Shigar valley has a lot to offer – Part 5

Shigar valley has a lot to offer – Part 5

A Drive to Shigar Fort

After a long journey, we were expecting that we will sleep long in our hotel room but it was not the case. We slept at 3 am and 7 am my eyes were wide open. When I checked on the rest of the lot, they were all up as well. Excitement of finally going to Shigar Fort and valley I believe.

Disappointed visit to Skardu City

At around 10 am after finishing breakfast, we went to Skardu city first. The road conditions from Kachura to Skardu were same. It took us almost 50 minutes to reach Skardu city center. At first, Skardu City was different from my imagination, and it was the same experience when I was visiting Gilgit. A city which i always fascinated since my childhood was entirely normal with nothing much to see or stop for (a bit biased statement may be as this city serves as a gateway to all other beautiful valleys).

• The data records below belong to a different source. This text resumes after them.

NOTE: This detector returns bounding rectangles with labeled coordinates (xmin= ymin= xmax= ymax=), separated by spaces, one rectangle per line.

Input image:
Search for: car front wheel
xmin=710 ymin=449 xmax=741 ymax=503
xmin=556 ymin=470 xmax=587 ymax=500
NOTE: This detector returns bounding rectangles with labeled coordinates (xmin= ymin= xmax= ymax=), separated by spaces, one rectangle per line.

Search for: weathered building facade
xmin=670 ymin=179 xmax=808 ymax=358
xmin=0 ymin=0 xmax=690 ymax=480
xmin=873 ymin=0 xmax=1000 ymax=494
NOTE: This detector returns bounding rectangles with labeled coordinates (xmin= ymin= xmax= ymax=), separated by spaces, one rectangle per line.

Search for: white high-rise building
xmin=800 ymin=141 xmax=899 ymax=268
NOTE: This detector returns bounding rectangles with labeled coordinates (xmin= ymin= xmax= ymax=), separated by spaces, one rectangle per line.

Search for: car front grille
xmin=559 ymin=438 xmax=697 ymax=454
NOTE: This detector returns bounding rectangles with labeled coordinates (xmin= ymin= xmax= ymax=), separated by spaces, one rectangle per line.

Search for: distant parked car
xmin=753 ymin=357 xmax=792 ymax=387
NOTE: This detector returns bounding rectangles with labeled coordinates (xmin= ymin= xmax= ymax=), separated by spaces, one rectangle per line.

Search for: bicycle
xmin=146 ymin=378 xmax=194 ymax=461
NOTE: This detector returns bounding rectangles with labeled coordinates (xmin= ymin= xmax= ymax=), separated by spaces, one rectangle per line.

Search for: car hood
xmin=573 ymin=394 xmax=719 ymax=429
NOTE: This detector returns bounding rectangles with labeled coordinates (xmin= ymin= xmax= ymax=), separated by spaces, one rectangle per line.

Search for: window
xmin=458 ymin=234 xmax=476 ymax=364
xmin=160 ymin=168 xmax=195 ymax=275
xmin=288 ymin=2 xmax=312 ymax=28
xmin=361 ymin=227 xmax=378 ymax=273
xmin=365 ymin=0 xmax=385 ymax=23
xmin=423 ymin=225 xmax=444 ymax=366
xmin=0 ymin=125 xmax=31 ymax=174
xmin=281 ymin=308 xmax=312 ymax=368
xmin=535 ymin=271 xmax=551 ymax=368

Other reason could be the pollution which road works were creating. Air was dusty and the city was busy. We inquired about hiring a 4×4 jeep to go to Deosai next day. We were assuming that we need a jeep for Shigar valley as well and our Toyota Premio won’t go there. It was a surprise when we came to know that road was carpeted. So we didn’t wait and jumped in into our car. Shigar, here we come.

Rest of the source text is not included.